Based on the ARM architecture, the chipset expected in the second half of 2021 will have 16 high-performance cores, along with cores with high energy efficiency. At the same time, Apple could launch in 2022 a “half-sized” Mac Pro model, equipped with an optimized version of the chip that will be announced next spring.
Depending on the configuration used (high performance cores vs. efficient nuts) the new chipset can be found in the less expensive iMac system. At the same time, Apple is working on a new GPU, equipped with up to 128 dedicated cores.
The news of the preparation of new Mac processors appears shortly after the launch of the first generation MacBook equipped with the M1 chip, the solution developed by Apple as a replacement for the Intel x86 processor range. For comparison, the Apple M1 chip has an octa-core CPU consisting of 4 high-performance cores and 4 cores optimized for efficient battery use.

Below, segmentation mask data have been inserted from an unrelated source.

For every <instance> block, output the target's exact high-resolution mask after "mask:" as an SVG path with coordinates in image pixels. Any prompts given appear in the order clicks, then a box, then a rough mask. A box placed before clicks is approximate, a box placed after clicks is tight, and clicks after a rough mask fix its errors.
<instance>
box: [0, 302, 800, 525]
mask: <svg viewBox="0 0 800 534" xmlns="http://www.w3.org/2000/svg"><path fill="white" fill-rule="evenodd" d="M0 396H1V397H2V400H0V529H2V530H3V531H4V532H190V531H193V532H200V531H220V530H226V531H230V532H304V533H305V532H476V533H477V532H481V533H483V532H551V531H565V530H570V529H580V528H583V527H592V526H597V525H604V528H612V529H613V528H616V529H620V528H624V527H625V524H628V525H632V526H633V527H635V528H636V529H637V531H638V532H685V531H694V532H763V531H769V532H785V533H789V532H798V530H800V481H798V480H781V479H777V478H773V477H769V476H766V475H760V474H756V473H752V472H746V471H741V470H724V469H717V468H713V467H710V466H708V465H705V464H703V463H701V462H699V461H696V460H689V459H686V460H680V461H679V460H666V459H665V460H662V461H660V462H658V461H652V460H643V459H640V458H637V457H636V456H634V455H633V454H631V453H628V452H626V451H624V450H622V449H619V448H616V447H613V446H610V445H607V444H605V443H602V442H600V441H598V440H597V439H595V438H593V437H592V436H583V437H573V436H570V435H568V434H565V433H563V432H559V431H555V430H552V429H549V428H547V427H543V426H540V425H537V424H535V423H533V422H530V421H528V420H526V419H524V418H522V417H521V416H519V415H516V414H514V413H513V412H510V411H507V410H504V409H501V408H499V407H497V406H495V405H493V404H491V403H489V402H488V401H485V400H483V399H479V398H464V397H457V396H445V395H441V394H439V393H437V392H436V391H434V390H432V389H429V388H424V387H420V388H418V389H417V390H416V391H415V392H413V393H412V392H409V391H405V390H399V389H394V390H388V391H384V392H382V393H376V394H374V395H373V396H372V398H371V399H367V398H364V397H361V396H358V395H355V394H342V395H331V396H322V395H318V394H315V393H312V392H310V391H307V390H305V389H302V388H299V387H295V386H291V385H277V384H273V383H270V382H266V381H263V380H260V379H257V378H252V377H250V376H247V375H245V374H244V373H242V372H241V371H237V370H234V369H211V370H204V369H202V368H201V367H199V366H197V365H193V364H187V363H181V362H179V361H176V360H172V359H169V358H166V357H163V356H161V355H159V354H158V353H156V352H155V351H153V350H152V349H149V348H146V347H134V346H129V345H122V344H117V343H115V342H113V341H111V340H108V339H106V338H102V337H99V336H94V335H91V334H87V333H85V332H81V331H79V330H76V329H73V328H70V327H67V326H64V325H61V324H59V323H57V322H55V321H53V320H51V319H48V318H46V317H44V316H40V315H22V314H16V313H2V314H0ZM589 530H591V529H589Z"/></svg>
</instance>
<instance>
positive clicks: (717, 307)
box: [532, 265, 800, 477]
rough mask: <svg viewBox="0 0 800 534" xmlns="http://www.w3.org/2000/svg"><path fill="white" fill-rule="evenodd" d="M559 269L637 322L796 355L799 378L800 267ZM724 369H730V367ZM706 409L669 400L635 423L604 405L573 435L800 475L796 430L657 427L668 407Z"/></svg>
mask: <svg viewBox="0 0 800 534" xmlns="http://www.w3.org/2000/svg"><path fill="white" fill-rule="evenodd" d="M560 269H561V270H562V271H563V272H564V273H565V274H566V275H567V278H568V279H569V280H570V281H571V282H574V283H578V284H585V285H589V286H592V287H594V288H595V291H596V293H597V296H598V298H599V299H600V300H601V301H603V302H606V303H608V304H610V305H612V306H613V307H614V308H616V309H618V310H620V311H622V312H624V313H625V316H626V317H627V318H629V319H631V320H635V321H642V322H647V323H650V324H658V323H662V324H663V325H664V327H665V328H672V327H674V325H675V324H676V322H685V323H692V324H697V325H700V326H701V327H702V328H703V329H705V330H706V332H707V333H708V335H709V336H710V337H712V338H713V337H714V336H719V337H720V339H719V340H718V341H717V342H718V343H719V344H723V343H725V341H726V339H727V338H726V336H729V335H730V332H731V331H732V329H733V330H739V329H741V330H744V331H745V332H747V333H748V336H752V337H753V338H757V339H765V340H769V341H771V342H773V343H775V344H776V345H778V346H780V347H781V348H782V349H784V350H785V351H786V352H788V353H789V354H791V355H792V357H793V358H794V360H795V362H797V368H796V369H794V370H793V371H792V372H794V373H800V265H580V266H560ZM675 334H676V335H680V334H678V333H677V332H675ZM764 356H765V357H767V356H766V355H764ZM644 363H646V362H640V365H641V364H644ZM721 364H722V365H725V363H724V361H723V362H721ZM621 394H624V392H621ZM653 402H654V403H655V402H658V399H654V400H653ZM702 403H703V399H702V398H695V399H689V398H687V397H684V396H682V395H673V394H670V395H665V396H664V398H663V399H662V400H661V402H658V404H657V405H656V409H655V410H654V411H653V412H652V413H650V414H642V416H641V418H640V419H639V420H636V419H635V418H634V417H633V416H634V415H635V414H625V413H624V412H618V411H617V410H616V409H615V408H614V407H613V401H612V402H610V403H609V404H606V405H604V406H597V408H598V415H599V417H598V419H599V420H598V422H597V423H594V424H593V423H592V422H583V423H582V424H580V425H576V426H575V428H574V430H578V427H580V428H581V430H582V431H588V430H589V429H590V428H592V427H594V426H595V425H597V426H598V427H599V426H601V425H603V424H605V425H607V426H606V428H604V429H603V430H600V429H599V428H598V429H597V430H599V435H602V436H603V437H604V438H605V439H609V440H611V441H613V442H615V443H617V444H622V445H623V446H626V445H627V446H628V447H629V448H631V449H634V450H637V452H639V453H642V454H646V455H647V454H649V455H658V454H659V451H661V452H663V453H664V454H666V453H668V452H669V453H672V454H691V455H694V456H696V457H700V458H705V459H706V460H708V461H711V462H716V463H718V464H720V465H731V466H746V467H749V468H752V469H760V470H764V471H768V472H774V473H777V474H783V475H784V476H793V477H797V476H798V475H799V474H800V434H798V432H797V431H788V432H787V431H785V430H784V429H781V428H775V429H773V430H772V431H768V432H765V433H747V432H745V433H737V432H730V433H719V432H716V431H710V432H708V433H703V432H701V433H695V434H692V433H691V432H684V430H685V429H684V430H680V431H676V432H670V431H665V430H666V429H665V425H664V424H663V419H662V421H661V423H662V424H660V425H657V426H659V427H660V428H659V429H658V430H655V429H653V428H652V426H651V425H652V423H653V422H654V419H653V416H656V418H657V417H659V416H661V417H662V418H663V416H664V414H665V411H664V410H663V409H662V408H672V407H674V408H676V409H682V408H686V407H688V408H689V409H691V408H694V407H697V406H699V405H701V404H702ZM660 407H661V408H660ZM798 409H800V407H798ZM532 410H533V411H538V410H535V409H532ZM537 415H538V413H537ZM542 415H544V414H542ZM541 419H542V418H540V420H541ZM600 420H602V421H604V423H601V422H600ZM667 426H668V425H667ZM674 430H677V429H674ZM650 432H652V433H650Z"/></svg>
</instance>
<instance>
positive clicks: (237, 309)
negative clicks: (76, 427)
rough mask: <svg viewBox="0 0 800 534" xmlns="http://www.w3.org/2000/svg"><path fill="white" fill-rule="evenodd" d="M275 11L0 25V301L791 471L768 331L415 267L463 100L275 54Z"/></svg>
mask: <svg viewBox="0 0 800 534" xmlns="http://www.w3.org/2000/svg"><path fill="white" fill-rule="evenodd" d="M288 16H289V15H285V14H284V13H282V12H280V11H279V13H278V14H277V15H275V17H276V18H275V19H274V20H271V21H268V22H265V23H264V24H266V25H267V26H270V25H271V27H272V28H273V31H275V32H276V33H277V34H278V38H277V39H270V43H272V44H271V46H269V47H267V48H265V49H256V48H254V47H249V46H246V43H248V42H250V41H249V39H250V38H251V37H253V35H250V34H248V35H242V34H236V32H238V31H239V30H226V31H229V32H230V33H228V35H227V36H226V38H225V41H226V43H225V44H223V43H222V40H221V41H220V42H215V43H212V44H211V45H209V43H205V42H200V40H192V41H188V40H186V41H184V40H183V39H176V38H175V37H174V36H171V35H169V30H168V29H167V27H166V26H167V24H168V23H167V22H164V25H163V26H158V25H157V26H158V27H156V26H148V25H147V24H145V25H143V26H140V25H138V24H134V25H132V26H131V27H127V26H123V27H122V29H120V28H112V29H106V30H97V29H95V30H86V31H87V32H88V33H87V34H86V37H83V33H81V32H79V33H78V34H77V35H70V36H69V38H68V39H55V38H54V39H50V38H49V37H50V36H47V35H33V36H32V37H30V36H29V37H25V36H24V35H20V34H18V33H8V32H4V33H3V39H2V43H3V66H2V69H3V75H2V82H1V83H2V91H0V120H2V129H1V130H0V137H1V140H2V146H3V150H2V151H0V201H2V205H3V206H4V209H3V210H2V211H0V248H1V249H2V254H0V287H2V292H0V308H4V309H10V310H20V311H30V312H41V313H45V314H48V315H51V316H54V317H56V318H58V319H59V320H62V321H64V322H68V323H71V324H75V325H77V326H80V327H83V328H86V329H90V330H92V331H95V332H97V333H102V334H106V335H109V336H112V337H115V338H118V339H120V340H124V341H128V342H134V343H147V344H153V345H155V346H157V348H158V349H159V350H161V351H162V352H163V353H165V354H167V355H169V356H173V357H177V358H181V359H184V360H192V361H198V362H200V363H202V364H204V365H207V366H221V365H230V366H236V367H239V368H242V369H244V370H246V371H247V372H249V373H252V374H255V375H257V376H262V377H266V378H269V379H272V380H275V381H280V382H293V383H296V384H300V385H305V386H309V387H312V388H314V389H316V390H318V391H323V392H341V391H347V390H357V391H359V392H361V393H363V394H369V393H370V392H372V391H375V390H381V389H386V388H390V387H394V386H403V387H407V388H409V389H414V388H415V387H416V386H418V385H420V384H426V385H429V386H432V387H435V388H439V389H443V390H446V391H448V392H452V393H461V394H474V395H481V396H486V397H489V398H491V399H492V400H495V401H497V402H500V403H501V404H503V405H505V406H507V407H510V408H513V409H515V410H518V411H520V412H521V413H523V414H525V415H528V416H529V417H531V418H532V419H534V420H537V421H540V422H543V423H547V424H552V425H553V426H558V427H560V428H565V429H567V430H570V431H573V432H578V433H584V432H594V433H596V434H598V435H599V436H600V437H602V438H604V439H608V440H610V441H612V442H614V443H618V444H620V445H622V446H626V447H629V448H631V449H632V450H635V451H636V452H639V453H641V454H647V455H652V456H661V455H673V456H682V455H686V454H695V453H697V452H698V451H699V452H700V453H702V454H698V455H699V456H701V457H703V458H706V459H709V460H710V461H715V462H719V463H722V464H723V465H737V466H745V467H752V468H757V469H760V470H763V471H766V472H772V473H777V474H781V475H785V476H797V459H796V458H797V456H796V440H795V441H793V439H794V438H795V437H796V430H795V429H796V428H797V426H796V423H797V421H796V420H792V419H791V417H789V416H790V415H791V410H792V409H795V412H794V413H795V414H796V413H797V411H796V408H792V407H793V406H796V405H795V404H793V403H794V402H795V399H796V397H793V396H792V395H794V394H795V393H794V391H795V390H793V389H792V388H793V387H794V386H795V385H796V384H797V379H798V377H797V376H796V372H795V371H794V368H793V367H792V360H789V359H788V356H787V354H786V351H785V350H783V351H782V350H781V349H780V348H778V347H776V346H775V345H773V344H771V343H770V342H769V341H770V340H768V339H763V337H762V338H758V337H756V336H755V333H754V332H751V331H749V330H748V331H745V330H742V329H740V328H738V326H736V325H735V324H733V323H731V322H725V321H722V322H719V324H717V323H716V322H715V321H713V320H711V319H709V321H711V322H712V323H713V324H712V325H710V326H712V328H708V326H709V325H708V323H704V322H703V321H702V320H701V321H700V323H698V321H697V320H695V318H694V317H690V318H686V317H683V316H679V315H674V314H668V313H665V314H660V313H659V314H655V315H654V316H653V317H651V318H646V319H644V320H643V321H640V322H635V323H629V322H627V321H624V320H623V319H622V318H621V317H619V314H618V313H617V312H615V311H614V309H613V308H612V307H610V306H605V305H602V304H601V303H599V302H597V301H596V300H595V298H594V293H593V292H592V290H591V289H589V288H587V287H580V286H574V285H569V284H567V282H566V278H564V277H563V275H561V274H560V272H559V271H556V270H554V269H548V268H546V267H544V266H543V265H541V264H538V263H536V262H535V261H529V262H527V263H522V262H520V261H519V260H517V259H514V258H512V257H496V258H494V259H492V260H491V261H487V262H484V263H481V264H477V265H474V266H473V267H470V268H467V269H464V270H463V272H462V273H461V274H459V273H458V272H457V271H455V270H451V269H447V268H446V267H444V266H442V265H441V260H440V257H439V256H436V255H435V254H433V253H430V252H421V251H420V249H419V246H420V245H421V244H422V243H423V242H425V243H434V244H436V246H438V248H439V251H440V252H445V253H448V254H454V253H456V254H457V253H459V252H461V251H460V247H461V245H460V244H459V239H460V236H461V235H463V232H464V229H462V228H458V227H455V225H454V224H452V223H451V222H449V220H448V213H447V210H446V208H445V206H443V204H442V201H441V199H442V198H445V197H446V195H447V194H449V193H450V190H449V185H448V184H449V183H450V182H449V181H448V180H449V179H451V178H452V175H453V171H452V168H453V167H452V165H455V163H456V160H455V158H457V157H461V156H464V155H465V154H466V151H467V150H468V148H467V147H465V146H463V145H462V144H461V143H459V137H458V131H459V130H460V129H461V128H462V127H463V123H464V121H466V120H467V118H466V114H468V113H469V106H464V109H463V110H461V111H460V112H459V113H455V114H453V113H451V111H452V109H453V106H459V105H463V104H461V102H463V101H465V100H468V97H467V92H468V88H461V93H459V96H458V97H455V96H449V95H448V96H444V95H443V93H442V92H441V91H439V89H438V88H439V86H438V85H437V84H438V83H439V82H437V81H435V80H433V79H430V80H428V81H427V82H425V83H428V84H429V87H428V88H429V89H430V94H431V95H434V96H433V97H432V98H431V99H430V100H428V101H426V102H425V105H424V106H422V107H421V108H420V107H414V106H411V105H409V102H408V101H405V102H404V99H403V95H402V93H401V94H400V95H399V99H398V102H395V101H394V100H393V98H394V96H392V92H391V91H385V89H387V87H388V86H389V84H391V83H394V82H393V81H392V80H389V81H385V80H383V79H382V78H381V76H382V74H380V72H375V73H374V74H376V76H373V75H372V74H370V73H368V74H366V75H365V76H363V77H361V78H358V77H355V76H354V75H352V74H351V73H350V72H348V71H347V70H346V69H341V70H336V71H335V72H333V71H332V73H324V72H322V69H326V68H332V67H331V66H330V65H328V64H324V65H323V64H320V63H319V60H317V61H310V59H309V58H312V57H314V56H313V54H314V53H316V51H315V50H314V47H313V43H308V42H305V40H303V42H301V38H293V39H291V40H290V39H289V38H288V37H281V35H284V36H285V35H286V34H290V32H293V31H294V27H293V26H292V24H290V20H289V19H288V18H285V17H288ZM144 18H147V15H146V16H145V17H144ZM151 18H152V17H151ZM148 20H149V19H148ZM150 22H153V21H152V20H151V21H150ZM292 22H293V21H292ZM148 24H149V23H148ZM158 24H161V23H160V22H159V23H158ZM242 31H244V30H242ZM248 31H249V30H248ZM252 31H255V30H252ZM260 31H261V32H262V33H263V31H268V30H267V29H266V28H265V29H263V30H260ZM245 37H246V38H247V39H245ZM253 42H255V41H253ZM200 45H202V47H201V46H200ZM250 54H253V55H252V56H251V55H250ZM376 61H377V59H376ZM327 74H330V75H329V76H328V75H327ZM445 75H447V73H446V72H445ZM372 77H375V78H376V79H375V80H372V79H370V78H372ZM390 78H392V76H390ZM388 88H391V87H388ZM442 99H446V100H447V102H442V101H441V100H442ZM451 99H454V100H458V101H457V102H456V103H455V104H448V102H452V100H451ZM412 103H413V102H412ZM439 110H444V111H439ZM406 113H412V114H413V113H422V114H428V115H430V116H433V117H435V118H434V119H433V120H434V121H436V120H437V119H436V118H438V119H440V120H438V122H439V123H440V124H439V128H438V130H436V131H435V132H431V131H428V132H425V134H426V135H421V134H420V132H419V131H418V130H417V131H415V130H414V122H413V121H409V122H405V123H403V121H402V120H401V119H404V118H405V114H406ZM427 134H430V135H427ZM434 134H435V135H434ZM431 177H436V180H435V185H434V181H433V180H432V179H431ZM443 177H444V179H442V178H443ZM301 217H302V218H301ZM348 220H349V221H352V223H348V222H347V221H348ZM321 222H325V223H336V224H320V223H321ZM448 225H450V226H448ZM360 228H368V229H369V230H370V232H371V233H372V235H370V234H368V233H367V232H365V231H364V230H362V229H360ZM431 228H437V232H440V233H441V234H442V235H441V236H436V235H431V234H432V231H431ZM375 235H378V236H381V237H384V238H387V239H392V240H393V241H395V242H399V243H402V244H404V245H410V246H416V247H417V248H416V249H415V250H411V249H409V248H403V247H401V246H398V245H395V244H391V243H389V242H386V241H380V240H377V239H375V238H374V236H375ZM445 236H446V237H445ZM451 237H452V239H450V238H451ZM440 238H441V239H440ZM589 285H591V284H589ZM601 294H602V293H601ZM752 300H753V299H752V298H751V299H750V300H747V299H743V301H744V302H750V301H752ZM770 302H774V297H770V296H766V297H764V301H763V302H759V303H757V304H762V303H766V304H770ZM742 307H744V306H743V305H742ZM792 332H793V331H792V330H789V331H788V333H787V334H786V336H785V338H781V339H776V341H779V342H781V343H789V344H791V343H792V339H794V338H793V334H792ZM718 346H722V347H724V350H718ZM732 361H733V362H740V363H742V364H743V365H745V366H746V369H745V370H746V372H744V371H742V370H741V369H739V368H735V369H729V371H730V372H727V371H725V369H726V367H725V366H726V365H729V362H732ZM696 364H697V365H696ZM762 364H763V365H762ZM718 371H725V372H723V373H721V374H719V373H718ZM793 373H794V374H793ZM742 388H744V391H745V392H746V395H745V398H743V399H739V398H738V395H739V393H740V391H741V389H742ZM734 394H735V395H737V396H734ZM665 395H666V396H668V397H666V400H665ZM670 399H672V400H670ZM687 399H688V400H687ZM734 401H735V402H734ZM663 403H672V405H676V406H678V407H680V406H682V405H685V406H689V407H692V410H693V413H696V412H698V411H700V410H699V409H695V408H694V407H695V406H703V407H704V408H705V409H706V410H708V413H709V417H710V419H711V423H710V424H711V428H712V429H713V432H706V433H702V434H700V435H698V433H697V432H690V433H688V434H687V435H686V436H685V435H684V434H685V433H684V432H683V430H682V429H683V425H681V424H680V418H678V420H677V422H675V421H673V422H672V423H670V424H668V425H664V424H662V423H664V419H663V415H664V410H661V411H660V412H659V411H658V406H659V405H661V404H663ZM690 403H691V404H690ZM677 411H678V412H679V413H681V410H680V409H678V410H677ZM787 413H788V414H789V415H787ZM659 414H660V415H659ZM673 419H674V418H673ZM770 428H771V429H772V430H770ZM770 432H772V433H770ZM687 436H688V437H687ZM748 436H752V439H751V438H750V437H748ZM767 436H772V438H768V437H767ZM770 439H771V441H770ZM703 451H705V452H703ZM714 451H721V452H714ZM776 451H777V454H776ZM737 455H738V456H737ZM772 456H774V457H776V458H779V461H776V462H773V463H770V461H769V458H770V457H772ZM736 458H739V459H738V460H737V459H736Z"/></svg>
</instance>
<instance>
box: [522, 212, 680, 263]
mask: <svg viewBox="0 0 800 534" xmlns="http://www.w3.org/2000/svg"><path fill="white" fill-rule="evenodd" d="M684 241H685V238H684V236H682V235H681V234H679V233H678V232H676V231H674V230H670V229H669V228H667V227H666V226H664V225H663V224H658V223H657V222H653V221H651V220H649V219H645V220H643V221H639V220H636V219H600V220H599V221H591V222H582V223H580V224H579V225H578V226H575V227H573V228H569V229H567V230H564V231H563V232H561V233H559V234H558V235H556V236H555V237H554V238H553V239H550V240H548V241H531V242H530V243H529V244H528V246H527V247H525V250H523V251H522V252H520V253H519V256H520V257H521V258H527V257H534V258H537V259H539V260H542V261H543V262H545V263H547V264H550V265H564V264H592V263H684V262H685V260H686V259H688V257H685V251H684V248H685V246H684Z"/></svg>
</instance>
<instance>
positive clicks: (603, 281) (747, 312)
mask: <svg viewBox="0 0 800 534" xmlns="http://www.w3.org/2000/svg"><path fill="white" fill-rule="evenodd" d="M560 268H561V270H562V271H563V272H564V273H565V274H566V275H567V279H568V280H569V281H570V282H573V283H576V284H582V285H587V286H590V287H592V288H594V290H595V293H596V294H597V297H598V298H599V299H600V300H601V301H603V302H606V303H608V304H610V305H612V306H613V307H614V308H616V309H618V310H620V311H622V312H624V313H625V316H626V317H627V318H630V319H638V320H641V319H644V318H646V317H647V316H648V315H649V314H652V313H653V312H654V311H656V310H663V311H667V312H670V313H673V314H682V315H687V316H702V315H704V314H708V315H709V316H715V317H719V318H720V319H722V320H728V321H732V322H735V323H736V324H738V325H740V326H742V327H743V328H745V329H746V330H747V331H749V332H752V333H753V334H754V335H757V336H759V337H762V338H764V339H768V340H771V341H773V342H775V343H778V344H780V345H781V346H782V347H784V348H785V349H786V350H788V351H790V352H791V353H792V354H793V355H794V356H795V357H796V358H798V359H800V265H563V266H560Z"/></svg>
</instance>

Without the constraints of a laptop cooling solution, the number of processing units can increase to staggering numbers, with Apple’s plans for configurations with up to 128 cores. Undoubtedly, reserved for professional customers, the new chips will be available by the end of 2021, or the first part of 2022.
Depending on the constraints of the manufacturing process, Apple could still limit the number of processing units to 8 to 12 active cores, greatly improving profit margins.
The first ARM-based Mac models impressed with their excellent level of performance, compared to energy efficiency. However, to compete with the most powerful workstations based on Intel or AMD processors, even more ambitious approaches are needed. Given the ambitious plans to migrate the entire range of Mac systems to its own chipset-based platforms over the next two years, the fact that Apple is also developing more powerful processors is not a surprise.